I'm not a mom yet, so that's probably why I don't get this, but what's the issue with her picking him up and the pacifier thing? If he's 10 months old, I would picture that he would have ample and very clear ways of making it known if Grandma was doing something he did not like - screaming or crying, I mean. If he's screaming/crying when she does these things then that seems like an instant feedback loop for her not to do it - who wants to hold or 'converse with' a crying baby? If he's fine with it.... then why would you get upset about it? It sounds like you just feel it's disrespectful because she's not doing things the way that you've presumably told her to, but if that's the case it sounds like you should pick your battles and just ignore this kind of thing, let her entertain him how she wants to as long as he's happy.
posted by treehorn+bunny at 2:39 PM on October 25, 2012


Your mother may be sad about your sibling rivalry and bring up stories of your sister and nephew in hopes that it prompts you to call your sister and chat, or just so you know what's going on with them.

You should try seeing the dueling babies issue as a blessing rather than a curse. It was wonderful when I was growing up to have cousins my age, my same grade, looking at colleges at the same time...it's like a built-in friend who walks you through the stages of your life.
posted by sallybrown at 3:04 PM on October 25, 2012 [1 favorite]


If your mother only wants to come over once a month, that might be a GOOD thing, as it seems to reduce stress on both sides.

Yeah, she's doing a lot of comparing the two boys, but so are you: the photo on your mom's phone? YOU started that fight.

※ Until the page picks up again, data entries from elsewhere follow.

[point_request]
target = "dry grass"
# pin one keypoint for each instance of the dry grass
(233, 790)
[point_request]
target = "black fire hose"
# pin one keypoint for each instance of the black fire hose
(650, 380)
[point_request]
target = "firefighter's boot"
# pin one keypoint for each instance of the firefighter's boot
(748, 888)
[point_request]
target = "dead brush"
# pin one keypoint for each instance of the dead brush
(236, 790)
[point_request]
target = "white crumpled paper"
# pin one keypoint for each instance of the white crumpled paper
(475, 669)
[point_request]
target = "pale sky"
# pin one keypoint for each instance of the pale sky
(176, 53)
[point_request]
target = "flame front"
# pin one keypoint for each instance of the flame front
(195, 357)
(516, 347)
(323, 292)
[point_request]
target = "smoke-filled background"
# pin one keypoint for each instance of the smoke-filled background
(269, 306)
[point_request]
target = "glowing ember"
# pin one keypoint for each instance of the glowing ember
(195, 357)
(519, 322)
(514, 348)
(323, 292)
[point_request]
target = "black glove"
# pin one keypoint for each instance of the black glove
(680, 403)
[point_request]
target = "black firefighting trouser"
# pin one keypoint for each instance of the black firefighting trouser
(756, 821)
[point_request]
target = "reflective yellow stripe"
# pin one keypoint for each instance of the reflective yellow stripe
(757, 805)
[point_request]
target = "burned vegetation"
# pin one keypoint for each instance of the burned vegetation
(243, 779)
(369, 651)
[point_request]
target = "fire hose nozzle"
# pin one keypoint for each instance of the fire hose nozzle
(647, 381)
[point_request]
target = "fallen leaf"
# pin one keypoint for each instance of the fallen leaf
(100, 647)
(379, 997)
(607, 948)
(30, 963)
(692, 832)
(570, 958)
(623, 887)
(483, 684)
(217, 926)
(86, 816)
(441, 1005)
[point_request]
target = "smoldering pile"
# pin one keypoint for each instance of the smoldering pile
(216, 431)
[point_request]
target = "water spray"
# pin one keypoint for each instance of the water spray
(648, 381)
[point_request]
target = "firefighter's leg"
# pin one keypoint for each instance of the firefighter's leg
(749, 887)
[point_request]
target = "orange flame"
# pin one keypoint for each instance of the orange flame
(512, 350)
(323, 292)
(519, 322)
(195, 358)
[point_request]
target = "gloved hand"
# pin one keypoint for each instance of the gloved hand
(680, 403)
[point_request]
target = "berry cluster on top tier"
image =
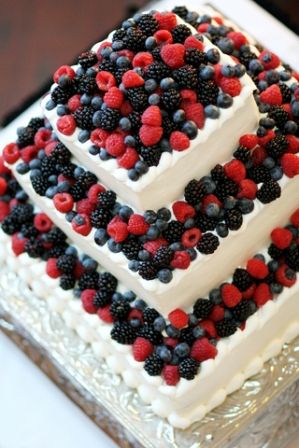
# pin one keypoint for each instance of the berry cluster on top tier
(147, 92)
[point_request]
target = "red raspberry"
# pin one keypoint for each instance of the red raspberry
(257, 268)
(87, 297)
(115, 145)
(63, 202)
(52, 269)
(290, 164)
(64, 70)
(105, 80)
(178, 318)
(142, 348)
(131, 79)
(281, 237)
(173, 55)
(272, 95)
(182, 211)
(231, 295)
(202, 350)
(11, 153)
(150, 135)
(137, 225)
(232, 86)
(171, 374)
(166, 20)
(114, 98)
(181, 260)
(235, 170)
(179, 141)
(152, 116)
(262, 294)
(66, 125)
(42, 222)
(128, 159)
(191, 237)
(196, 113)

Re calling your son by your nephew's name: chill, this means absolutely NOTHING. I myself keep calling my oldest niece by my youngest sister's name, and all they both do is laugh at me. My mother was the youngest of ten kids: she said she used to get called by her sisters' names, her BROTHERS' names, her cousins' names..... In other words, almost everybody on earth is on one end of this or the other.
posted by easily confused at 6:19 PM on October 25, 2012


It sounds like she has terrible social/interpersonal skills. If possible I'd try to get on a plane where while you feel the appropriate thing to do wouldn't be to grab someone's son out of their hands immediately upon seeing them, but your mom is kind of weird, and whatever, she does her thing. Try not to take it personally. When she doesn't want to come over because she doesn't feel welcome you can ask what you can do and if she just wants to jerk you around you can say "I'm sorry you feel that way," and not have to put up with her as much. I tend to find that people who were estranged from their extended family as children really, really don't want to do that to their own children... but sometimes extended families really are maddening and drama-producing and so I'd do what you have to do to keep your son physically and emotionally safe but try not to sweat the small stuff.
posted by stoneandstar at 6:48 PM on October 25, 2012 [1 favorite]

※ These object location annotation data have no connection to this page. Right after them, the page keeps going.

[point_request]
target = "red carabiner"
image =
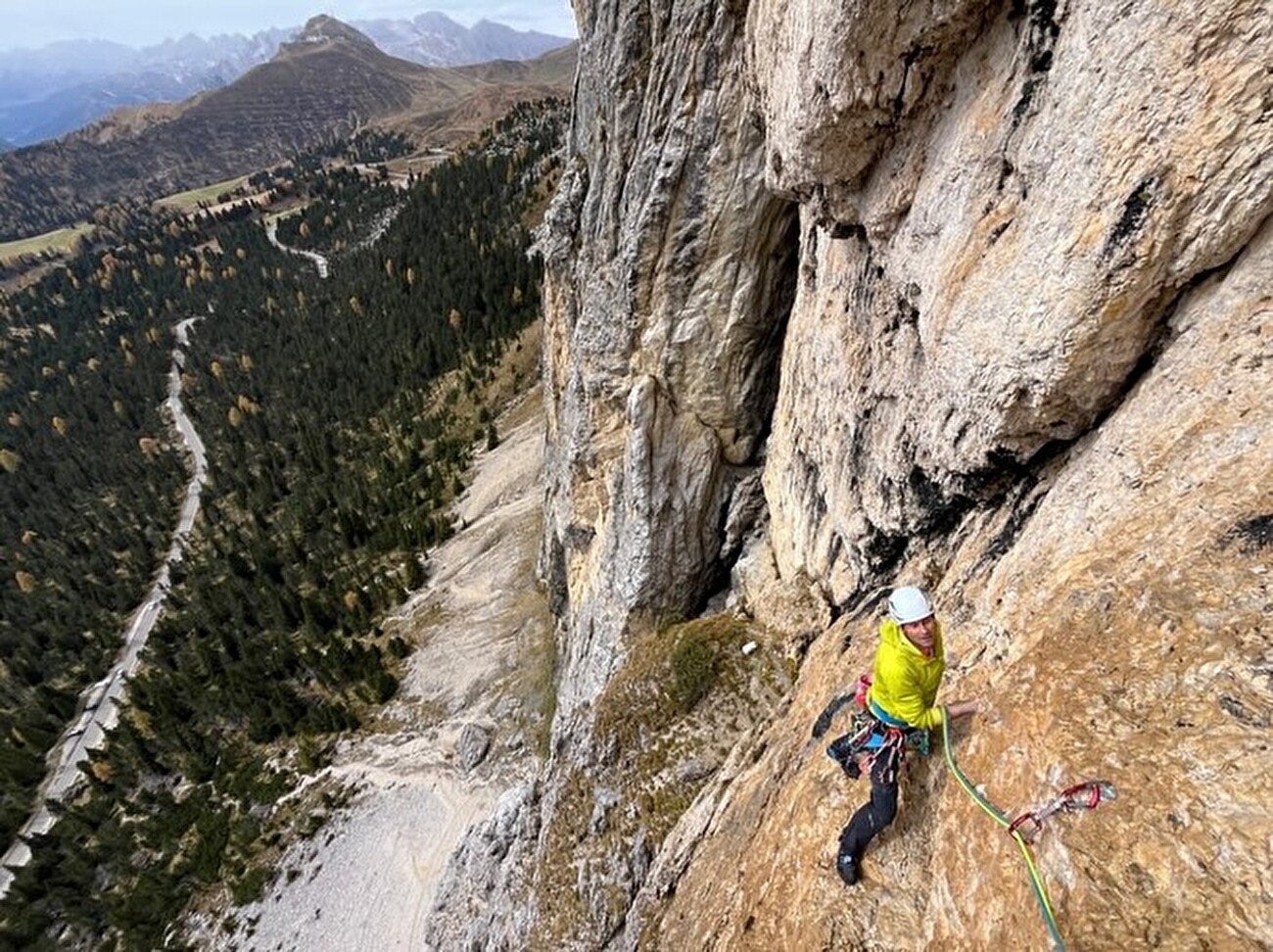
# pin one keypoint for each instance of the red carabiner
(1014, 827)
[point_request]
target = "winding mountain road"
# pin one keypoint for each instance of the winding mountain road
(101, 701)
(271, 232)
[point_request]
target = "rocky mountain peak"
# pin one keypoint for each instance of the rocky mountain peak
(325, 28)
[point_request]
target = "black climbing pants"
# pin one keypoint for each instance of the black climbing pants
(877, 812)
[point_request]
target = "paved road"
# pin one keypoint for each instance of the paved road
(100, 704)
(271, 232)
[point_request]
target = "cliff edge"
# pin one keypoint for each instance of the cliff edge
(967, 294)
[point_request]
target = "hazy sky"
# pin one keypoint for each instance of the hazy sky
(145, 22)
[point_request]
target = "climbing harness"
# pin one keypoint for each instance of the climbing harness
(872, 736)
(1086, 795)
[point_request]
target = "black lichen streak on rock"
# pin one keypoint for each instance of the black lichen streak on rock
(1134, 212)
(1251, 535)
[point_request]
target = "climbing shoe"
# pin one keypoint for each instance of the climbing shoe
(848, 868)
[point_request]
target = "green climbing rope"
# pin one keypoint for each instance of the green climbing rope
(1049, 918)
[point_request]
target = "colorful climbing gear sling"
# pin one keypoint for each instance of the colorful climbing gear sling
(872, 735)
(1086, 795)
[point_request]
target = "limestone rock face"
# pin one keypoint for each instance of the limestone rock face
(993, 283)
(1016, 345)
(670, 271)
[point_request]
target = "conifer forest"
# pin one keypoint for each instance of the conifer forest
(336, 416)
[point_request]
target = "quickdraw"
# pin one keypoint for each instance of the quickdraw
(1085, 795)
(1073, 799)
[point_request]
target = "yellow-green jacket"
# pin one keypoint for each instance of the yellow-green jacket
(904, 683)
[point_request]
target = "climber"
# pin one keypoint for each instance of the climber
(899, 710)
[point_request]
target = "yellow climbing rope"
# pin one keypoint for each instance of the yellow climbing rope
(998, 816)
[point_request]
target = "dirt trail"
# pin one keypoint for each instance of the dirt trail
(367, 880)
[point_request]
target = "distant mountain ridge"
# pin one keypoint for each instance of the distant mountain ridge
(327, 83)
(52, 90)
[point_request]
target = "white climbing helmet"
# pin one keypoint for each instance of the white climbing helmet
(909, 603)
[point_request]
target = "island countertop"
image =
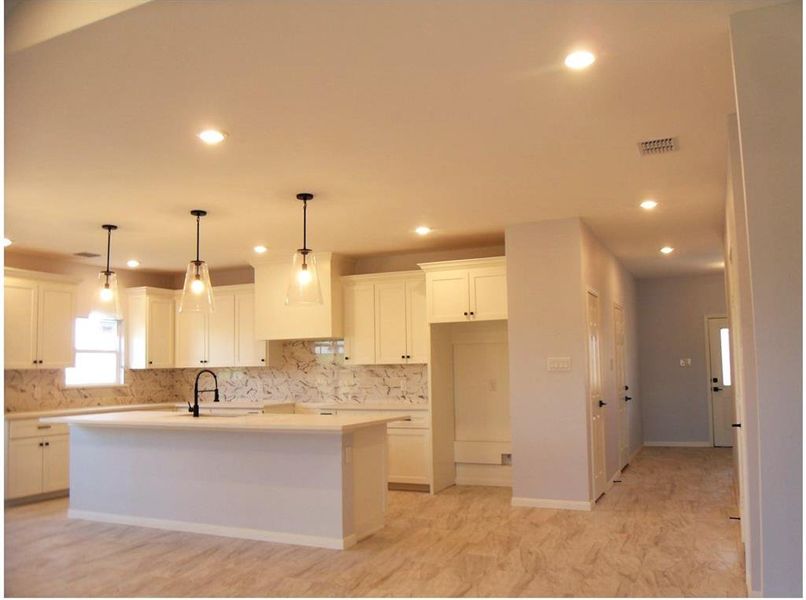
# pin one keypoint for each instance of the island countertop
(154, 419)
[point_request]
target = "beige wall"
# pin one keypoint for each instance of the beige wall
(767, 61)
(671, 325)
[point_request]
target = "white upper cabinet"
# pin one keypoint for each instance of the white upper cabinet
(39, 321)
(150, 328)
(359, 323)
(275, 320)
(384, 319)
(226, 336)
(466, 290)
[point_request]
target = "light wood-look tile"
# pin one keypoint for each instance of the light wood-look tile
(664, 531)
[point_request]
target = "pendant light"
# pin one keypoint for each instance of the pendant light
(106, 301)
(197, 293)
(303, 286)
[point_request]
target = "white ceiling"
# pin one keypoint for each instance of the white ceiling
(457, 115)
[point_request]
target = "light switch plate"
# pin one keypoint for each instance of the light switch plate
(558, 363)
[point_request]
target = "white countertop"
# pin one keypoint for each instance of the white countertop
(254, 423)
(87, 410)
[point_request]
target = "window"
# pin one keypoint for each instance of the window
(99, 356)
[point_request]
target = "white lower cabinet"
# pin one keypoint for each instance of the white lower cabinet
(37, 458)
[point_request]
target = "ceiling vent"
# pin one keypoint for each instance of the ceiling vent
(658, 146)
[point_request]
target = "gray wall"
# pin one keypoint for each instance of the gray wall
(671, 326)
(768, 75)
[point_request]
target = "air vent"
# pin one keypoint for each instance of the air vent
(659, 146)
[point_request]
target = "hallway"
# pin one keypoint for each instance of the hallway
(663, 531)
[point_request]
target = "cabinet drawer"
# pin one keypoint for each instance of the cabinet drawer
(33, 428)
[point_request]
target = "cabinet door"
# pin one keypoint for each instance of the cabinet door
(359, 324)
(160, 345)
(191, 335)
(56, 463)
(390, 322)
(56, 327)
(251, 351)
(24, 467)
(221, 332)
(448, 294)
(418, 346)
(20, 324)
(488, 294)
(407, 455)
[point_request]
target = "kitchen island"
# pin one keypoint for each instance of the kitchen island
(299, 479)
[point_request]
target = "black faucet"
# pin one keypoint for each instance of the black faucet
(196, 391)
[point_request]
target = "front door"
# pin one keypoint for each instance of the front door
(720, 385)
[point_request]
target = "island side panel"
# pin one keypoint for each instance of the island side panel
(365, 483)
(275, 486)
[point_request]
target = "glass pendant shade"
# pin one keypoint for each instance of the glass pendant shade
(197, 294)
(106, 300)
(303, 285)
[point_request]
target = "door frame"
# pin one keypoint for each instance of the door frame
(708, 390)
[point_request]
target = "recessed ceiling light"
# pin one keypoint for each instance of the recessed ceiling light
(581, 59)
(212, 136)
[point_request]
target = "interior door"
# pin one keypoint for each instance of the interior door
(56, 330)
(622, 394)
(221, 332)
(20, 324)
(721, 384)
(597, 404)
(390, 322)
(359, 324)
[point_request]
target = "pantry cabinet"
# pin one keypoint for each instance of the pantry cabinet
(224, 337)
(466, 290)
(384, 319)
(150, 328)
(39, 317)
(37, 460)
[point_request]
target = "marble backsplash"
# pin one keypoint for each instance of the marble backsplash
(303, 376)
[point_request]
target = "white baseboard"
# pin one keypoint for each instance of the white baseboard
(550, 503)
(680, 444)
(220, 530)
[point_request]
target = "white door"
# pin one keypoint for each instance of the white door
(622, 394)
(597, 404)
(160, 345)
(221, 332)
(449, 296)
(251, 351)
(56, 327)
(56, 463)
(359, 324)
(24, 467)
(721, 383)
(20, 324)
(390, 322)
(418, 345)
(191, 336)
(488, 294)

I think your mom's behavior sounds really irritating. She probably doesn't mean anything by the types of things you mentioned above, but that doesn't mean that they aren't annoying. To be honest, your mom's probably not going to change, so all you can really do is try to change the way you react to her behavior. Just try to ignore or brush off the irritating stuff and enjoy the good parts- hey, at least she cares. As mentioned above, she probably drives your sister crazy as well. It might be nice for you to do stuff with your sister and nephew- the cousins can establish their own bond and you and your sister can both talk about how annoying your mom is and not have people judge you for it!